Formula dasar krim, antara lain :


1.      Fase minyak, yaitu bahan obat dalam minyak, bersifat asam
Contoh : asam asetat, paraffin liq, octaceum,cera, vaselin, dan lain-lain.
2.      Fase air, yaitu bahan obat yang larut dalam air, bersifat basa.
  Contoh : Natr, Tetraborat (borax, Na. Biborat), TEA, NAOH, KOH, gliserin, dll

Bahan – bahan penyusun krim, antara lain :


-          Zat berkhasiat
-          Minyak
-          Air
-          Pengemulsi

Bahan pengemulsi yang digunakan dalam sediaan krim disesuaikan dengan jenis dan sifat krim yang
akan dibuat/dikehendaki. Sebagai bahan pengemulsi dapat digunakan emulgide, lemak bulu domba,
setaseum, setil alcohol, stearil alcohol, trietanolalamin stearat, polisorbat, PEG.

Bahan – bahan tambahan dalam sediaan krim, antara lain :


 Zat pengawet à Untuk meningkatkan stabilitas sediaan
Bahan pengawer sering digunakan umumnya metal paraben 0,12 – 0,18 % propel paraben 0,02 – 0,05 %.
 Pendapur à untuk mempertahankan PH sediaan
 Pelembab
 Antioksidan à untuk mencegah ketengikan akibat oksidasi oleh cahaya pada minyak tak jenuh.

CARA ABSORPSI 
Absorpsi Perkutan
Absorpsi perkutan merupakan gabungan fenomena penembusan suatu senyawa dari
lingkungan luar ke bagian kulit dalam dan fenomena penyerapan dari struktur kulit ke dalam
peredaran darah getah bening. Istilah perkutan menunjukkan bahwa penembusan terjadi pada
lapisan epidermis dan penyerapan dapat terjadi pada lapisan epidermis yang berbeda (Aiache,
1993).

Fenomena absorpsi perkutan (permeasi pada kulit) dapat digambarkan dalam tiga tahap yaitu
penetrasi pada permukaan stratum korneum, difusi melalui stratum korneum, epidermis dan dermis,
masuknya molekul ke dalam sirkulasi sistemik. Penetrasi melalui stratum korneum dapat terjadi melalui
penetrasi transepidermal dan penetrasi transappendageal.

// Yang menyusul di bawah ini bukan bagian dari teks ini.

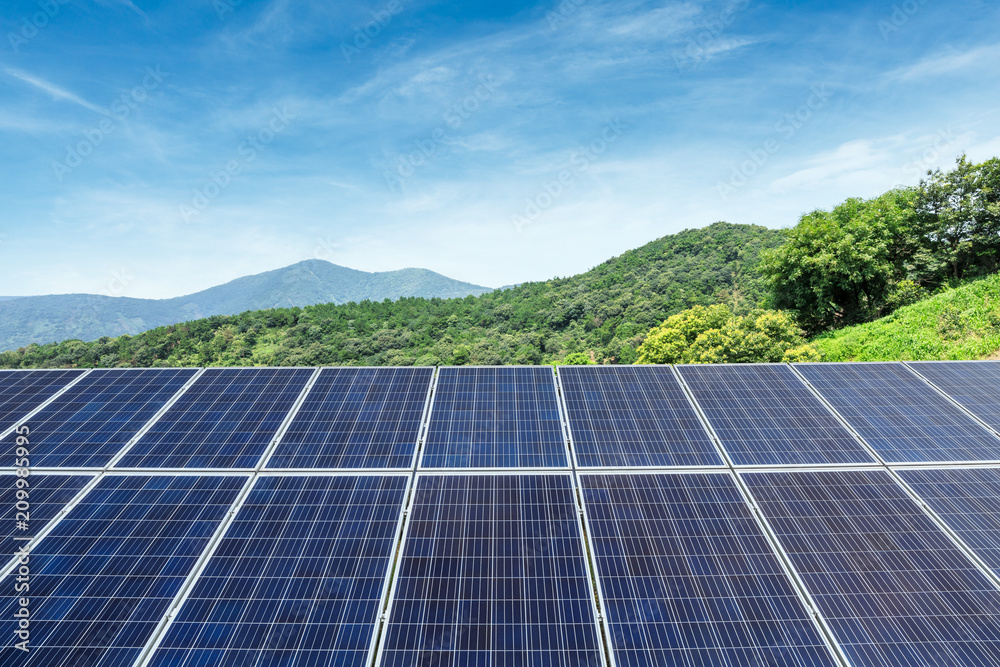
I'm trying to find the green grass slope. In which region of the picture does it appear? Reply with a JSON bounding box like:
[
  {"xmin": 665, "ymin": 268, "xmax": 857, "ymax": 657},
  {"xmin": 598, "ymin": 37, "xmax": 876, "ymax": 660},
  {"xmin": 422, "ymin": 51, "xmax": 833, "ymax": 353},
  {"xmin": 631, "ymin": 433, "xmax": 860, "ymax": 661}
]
[{"xmin": 812, "ymin": 274, "xmax": 1000, "ymax": 361}]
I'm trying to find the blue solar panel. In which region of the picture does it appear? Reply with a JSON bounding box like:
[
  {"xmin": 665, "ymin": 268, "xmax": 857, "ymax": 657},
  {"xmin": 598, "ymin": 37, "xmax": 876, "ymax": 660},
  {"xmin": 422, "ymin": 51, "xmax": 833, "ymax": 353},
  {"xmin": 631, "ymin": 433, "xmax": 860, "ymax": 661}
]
[
  {"xmin": 421, "ymin": 366, "xmax": 569, "ymax": 468},
  {"xmin": 677, "ymin": 364, "xmax": 875, "ymax": 465},
  {"xmin": 580, "ymin": 473, "xmax": 838, "ymax": 667},
  {"xmin": 379, "ymin": 474, "xmax": 604, "ymax": 667},
  {"xmin": 3, "ymin": 368, "xmax": 197, "ymax": 468},
  {"xmin": 0, "ymin": 473, "xmax": 94, "ymax": 557},
  {"xmin": 117, "ymin": 368, "xmax": 314, "ymax": 468},
  {"xmin": 267, "ymin": 368, "xmax": 434, "ymax": 468},
  {"xmin": 795, "ymin": 362, "xmax": 1000, "ymax": 463},
  {"xmin": 898, "ymin": 468, "xmax": 1000, "ymax": 575},
  {"xmin": 907, "ymin": 361, "xmax": 1000, "ymax": 431},
  {"xmin": 151, "ymin": 475, "xmax": 409, "ymax": 667},
  {"xmin": 0, "ymin": 370, "xmax": 85, "ymax": 433},
  {"xmin": 559, "ymin": 366, "xmax": 723, "ymax": 467},
  {"xmin": 0, "ymin": 476, "xmax": 246, "ymax": 667},
  {"xmin": 741, "ymin": 470, "xmax": 1000, "ymax": 667}
]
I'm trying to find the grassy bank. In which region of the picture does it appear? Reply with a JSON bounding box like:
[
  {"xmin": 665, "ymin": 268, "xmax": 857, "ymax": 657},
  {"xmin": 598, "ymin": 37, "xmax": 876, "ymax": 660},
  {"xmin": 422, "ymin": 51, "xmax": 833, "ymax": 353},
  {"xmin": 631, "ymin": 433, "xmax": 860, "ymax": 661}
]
[{"xmin": 812, "ymin": 275, "xmax": 1000, "ymax": 361}]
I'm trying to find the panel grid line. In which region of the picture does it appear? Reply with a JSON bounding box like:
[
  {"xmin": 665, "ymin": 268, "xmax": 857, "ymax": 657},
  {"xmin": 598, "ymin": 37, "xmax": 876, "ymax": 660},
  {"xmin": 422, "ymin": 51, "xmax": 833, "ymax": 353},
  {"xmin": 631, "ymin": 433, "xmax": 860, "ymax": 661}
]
[
  {"xmin": 559, "ymin": 365, "xmax": 725, "ymax": 470},
  {"xmin": 676, "ymin": 364, "xmax": 874, "ymax": 466},
  {"xmin": 579, "ymin": 470, "xmax": 838, "ymax": 666}
]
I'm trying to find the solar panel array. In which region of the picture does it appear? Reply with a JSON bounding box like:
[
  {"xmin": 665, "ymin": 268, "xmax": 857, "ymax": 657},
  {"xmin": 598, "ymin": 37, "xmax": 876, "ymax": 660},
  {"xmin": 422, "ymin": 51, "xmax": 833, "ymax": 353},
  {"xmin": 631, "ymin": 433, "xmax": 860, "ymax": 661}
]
[
  {"xmin": 4, "ymin": 368, "xmax": 196, "ymax": 468},
  {"xmin": 150, "ymin": 475, "xmax": 409, "ymax": 667},
  {"xmin": 796, "ymin": 363, "xmax": 1000, "ymax": 463},
  {"xmin": 559, "ymin": 366, "xmax": 723, "ymax": 468},
  {"xmin": 0, "ymin": 370, "xmax": 83, "ymax": 433},
  {"xmin": 379, "ymin": 474, "xmax": 603, "ymax": 667},
  {"xmin": 421, "ymin": 366, "xmax": 569, "ymax": 468},
  {"xmin": 580, "ymin": 473, "xmax": 837, "ymax": 667},
  {"xmin": 743, "ymin": 470, "xmax": 1000, "ymax": 666},
  {"xmin": 907, "ymin": 361, "xmax": 1000, "ymax": 431},
  {"xmin": 0, "ymin": 362, "xmax": 1000, "ymax": 667},
  {"xmin": 118, "ymin": 368, "xmax": 314, "ymax": 468},
  {"xmin": 267, "ymin": 368, "xmax": 434, "ymax": 468},
  {"xmin": 677, "ymin": 364, "xmax": 875, "ymax": 465}
]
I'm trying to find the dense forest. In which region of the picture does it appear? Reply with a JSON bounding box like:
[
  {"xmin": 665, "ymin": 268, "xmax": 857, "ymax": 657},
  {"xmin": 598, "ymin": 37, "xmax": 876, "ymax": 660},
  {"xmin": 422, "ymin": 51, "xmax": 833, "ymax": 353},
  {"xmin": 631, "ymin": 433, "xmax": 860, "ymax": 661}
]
[
  {"xmin": 0, "ymin": 223, "xmax": 785, "ymax": 368},
  {"xmin": 0, "ymin": 156, "xmax": 1000, "ymax": 368}
]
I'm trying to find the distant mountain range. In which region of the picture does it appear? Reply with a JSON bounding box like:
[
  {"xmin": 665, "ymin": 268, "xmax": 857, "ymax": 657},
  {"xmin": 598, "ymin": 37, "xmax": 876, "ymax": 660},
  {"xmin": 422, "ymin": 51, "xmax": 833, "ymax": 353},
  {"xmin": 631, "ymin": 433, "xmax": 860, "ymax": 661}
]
[{"xmin": 0, "ymin": 259, "xmax": 493, "ymax": 351}]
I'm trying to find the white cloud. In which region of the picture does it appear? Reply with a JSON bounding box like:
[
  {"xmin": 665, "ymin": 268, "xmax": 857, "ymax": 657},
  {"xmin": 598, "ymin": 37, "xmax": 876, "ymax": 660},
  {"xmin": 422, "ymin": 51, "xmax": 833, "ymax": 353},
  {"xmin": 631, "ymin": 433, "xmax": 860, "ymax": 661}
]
[
  {"xmin": 4, "ymin": 67, "xmax": 110, "ymax": 116},
  {"xmin": 888, "ymin": 44, "xmax": 1000, "ymax": 81}
]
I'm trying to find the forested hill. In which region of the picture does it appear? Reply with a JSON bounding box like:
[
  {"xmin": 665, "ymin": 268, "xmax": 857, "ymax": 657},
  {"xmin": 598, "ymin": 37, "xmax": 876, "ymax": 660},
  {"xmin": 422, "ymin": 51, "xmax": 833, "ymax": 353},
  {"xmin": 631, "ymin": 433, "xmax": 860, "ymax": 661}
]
[
  {"xmin": 0, "ymin": 222, "xmax": 786, "ymax": 368},
  {"xmin": 0, "ymin": 259, "xmax": 491, "ymax": 350}
]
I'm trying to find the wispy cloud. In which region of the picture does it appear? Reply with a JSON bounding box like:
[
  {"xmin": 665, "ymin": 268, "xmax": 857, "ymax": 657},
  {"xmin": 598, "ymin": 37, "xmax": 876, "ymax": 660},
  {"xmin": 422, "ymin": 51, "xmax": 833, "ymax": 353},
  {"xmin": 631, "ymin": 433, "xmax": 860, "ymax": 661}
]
[
  {"xmin": 888, "ymin": 44, "xmax": 1000, "ymax": 81},
  {"xmin": 4, "ymin": 67, "xmax": 110, "ymax": 116},
  {"xmin": 98, "ymin": 0, "xmax": 149, "ymax": 23}
]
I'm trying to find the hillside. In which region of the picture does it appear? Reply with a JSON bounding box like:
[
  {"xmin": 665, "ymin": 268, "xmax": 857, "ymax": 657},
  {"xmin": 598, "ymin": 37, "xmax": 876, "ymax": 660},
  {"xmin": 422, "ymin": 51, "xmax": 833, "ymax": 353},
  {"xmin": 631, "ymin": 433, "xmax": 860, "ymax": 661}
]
[
  {"xmin": 812, "ymin": 274, "xmax": 1000, "ymax": 361},
  {"xmin": 0, "ymin": 222, "xmax": 785, "ymax": 368},
  {"xmin": 0, "ymin": 260, "xmax": 491, "ymax": 350}
]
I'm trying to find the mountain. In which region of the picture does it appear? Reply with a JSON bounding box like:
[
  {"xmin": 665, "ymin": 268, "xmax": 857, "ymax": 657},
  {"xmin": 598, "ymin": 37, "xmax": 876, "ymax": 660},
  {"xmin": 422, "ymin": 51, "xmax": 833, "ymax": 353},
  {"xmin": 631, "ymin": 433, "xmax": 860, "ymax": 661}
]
[
  {"xmin": 0, "ymin": 259, "xmax": 492, "ymax": 350},
  {"xmin": 0, "ymin": 222, "xmax": 786, "ymax": 368}
]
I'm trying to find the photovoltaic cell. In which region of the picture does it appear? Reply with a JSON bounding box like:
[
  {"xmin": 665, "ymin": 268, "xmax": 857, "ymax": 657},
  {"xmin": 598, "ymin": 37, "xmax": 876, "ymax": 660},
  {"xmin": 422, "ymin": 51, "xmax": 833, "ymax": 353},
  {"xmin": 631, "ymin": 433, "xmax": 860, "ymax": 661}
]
[
  {"xmin": 677, "ymin": 364, "xmax": 875, "ymax": 465},
  {"xmin": 0, "ymin": 473, "xmax": 93, "ymax": 559},
  {"xmin": 741, "ymin": 470, "xmax": 1000, "ymax": 667},
  {"xmin": 580, "ymin": 473, "xmax": 837, "ymax": 667},
  {"xmin": 3, "ymin": 368, "xmax": 197, "ymax": 468},
  {"xmin": 559, "ymin": 366, "xmax": 724, "ymax": 467},
  {"xmin": 151, "ymin": 475, "xmax": 409, "ymax": 667},
  {"xmin": 116, "ymin": 368, "xmax": 313, "ymax": 468},
  {"xmin": 267, "ymin": 368, "xmax": 434, "ymax": 468},
  {"xmin": 795, "ymin": 362, "xmax": 1000, "ymax": 463},
  {"xmin": 0, "ymin": 370, "xmax": 85, "ymax": 432},
  {"xmin": 907, "ymin": 361, "xmax": 1000, "ymax": 431},
  {"xmin": 380, "ymin": 474, "xmax": 604, "ymax": 667},
  {"xmin": 421, "ymin": 366, "xmax": 569, "ymax": 468},
  {"xmin": 0, "ymin": 476, "xmax": 246, "ymax": 667},
  {"xmin": 898, "ymin": 468, "xmax": 1000, "ymax": 575}
]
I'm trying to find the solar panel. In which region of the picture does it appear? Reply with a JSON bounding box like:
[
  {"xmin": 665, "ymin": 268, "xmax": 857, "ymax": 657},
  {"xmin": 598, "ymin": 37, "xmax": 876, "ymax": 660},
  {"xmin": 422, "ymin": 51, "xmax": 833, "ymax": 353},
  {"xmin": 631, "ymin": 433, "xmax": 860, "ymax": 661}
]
[
  {"xmin": 0, "ymin": 476, "xmax": 246, "ymax": 667},
  {"xmin": 898, "ymin": 468, "xmax": 1000, "ymax": 575},
  {"xmin": 559, "ymin": 366, "xmax": 724, "ymax": 467},
  {"xmin": 116, "ymin": 368, "xmax": 314, "ymax": 468},
  {"xmin": 0, "ymin": 473, "xmax": 94, "ymax": 557},
  {"xmin": 0, "ymin": 370, "xmax": 85, "ymax": 433},
  {"xmin": 379, "ymin": 474, "xmax": 604, "ymax": 667},
  {"xmin": 580, "ymin": 473, "xmax": 838, "ymax": 667},
  {"xmin": 677, "ymin": 364, "xmax": 875, "ymax": 465},
  {"xmin": 149, "ymin": 475, "xmax": 409, "ymax": 667},
  {"xmin": 421, "ymin": 366, "xmax": 569, "ymax": 468},
  {"xmin": 741, "ymin": 470, "xmax": 1000, "ymax": 667},
  {"xmin": 267, "ymin": 368, "xmax": 434, "ymax": 468},
  {"xmin": 3, "ymin": 368, "xmax": 197, "ymax": 468},
  {"xmin": 795, "ymin": 362, "xmax": 1000, "ymax": 463},
  {"xmin": 907, "ymin": 361, "xmax": 1000, "ymax": 431}
]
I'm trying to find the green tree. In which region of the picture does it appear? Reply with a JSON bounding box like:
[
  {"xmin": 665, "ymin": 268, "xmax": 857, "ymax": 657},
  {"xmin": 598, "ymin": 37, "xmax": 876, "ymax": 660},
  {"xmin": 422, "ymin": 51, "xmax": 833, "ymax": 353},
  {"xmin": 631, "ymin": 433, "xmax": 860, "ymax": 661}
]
[
  {"xmin": 638, "ymin": 305, "xmax": 819, "ymax": 364},
  {"xmin": 560, "ymin": 352, "xmax": 594, "ymax": 366},
  {"xmin": 919, "ymin": 155, "xmax": 1000, "ymax": 283},
  {"xmin": 760, "ymin": 188, "xmax": 923, "ymax": 333}
]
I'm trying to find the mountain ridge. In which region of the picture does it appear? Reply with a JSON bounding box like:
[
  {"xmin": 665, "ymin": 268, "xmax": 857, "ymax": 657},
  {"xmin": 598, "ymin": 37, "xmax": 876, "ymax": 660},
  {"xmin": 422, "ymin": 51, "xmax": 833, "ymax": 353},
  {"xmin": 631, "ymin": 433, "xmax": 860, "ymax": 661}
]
[{"xmin": 0, "ymin": 259, "xmax": 493, "ymax": 350}]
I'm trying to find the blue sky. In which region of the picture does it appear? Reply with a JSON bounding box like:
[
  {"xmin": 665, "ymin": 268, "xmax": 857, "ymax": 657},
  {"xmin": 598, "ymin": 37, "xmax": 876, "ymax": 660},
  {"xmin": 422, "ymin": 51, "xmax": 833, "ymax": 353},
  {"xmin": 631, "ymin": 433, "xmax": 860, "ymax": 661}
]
[{"xmin": 0, "ymin": 0, "xmax": 1000, "ymax": 298}]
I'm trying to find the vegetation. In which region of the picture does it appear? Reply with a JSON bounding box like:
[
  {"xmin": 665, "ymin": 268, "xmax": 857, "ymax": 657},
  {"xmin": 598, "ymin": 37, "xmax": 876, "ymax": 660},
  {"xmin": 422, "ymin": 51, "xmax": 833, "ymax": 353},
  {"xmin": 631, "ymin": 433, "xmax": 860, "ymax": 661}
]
[
  {"xmin": 0, "ymin": 156, "xmax": 1000, "ymax": 368},
  {"xmin": 0, "ymin": 259, "xmax": 492, "ymax": 350},
  {"xmin": 638, "ymin": 304, "xmax": 820, "ymax": 364},
  {"xmin": 813, "ymin": 274, "xmax": 1000, "ymax": 361},
  {"xmin": 761, "ymin": 156, "xmax": 1000, "ymax": 333},
  {"xmin": 0, "ymin": 223, "xmax": 785, "ymax": 368}
]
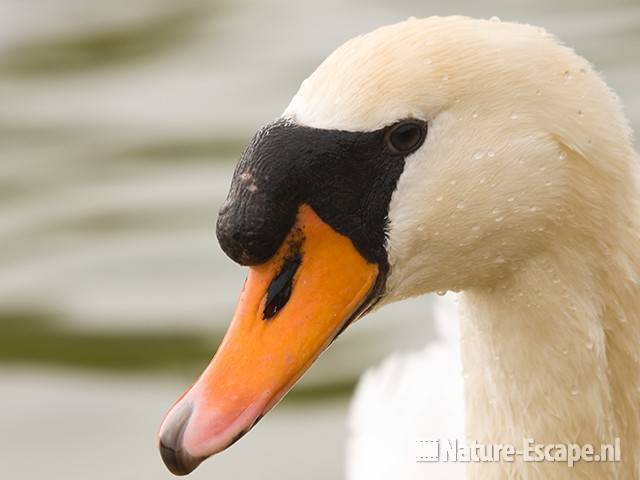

Pada kulit normal, jalur penetrasi obat
umumnya melalui epidermis (transepidermal), dibandingkan penetrasi melalui folikel rambut maupun
melewati kelenjar keringat (transappendageal).
Jumlah obat yang terpenetrasi melalui jalur transepidermal berdasarkan luas
permukaan pengolesan dan tebal membran. Kulit merupakan organ yang bersifat aktif secara metabolik
dan kemungkinan dapat merubah obat setelah penggunaan secara topikal. Biotransformasi yang terjadi
ini dapat berperan sebagai faktor penentu kecepatan (rate limiting step) pada proses absorpsi perkutan
(Swarbrick dan Boylan, 1995).

Difusi obat melalui membran


Difusi melalui lapisan tanduk (stratum korneum) merupakan suatu proses yang pasif. Difusi pasif
merupakan suatu proses perpindahan masa dari tempat yang berkonsentrasi tinggi ke tempat yang
berkonsentrasi rendah. Membran dalam kajian formulasi dan biofarmasi merupakan suatu fase padat,
setengah padat atau cair dengan ukuran tertentu, tidak larut atau tidak tercampurkan dengan
lingkungan sekitarnya dan dipisahkan satu dan lainnya, umumnya oleh fase cair. Dalam biofarmasi,
membran padat digunakan sebagai model pendekatan membran biologis. Membran padat juga
digunakan sebagai model untuk mempelajari kompleks atau interaksi antara zat aktif dan bahan
tambahan serta proses pelepasan dan pelarutan (Aiache, 1993).
Membran padat sintetik dapat dibedakan menjadi 3 kelompok yaitu membran polimer berpori,
membran polimer tidak berpori, dan membran lipida tidak berpori (Aiache, 1993).
 Dalam studi pelepasan zat aktif yang berada dalam suatu bentuk sediaan digunakan membran
padat tiruan yang berfungsi sebagai sawar yang memisahkan sediaan dengan cairan disekitarnya. Teknik
pengukuran laju pelepasan yang tidak menggunakan membran akan mengalami kesulitan karena
perubahan yang cepat dari luas permukaan sediaan yang kontak dengan larutan uji.
Pengadukan pada media reseptor sangat berperan untuk mencegah kejenuhan lapisan difusi
yang kontak dengan membran (Aiache, 1993).
Perlintasan dalam membran sintetik umumnya berlangsung dalam dua tahap. Tahap awal
adalah proses difusi zat aktif menuju permukaan yang kontak dengan membran. Pada tahap ini daya
difusi merupakan mekanisme pertama untuk menembus daerah yang tidak diaduk, dari lapisan yang
kontak dengan membran. Tahap kedua adalah pengangkutan. Tahap ini dapat dibagi atas dua bagian.
Bagian yang pertama adalah penstabilan gradien konsentrasi molekul yang melintasi membran sehingga
difusi terjadi secara homogen dan tetap. Bagian yang kedua adalah difusi dalam cara dan jumlah yang
tetap. Hal ini menunjukkan bahwa perbedaan konsentrasi tidak berubah sebagai fungsi waktu.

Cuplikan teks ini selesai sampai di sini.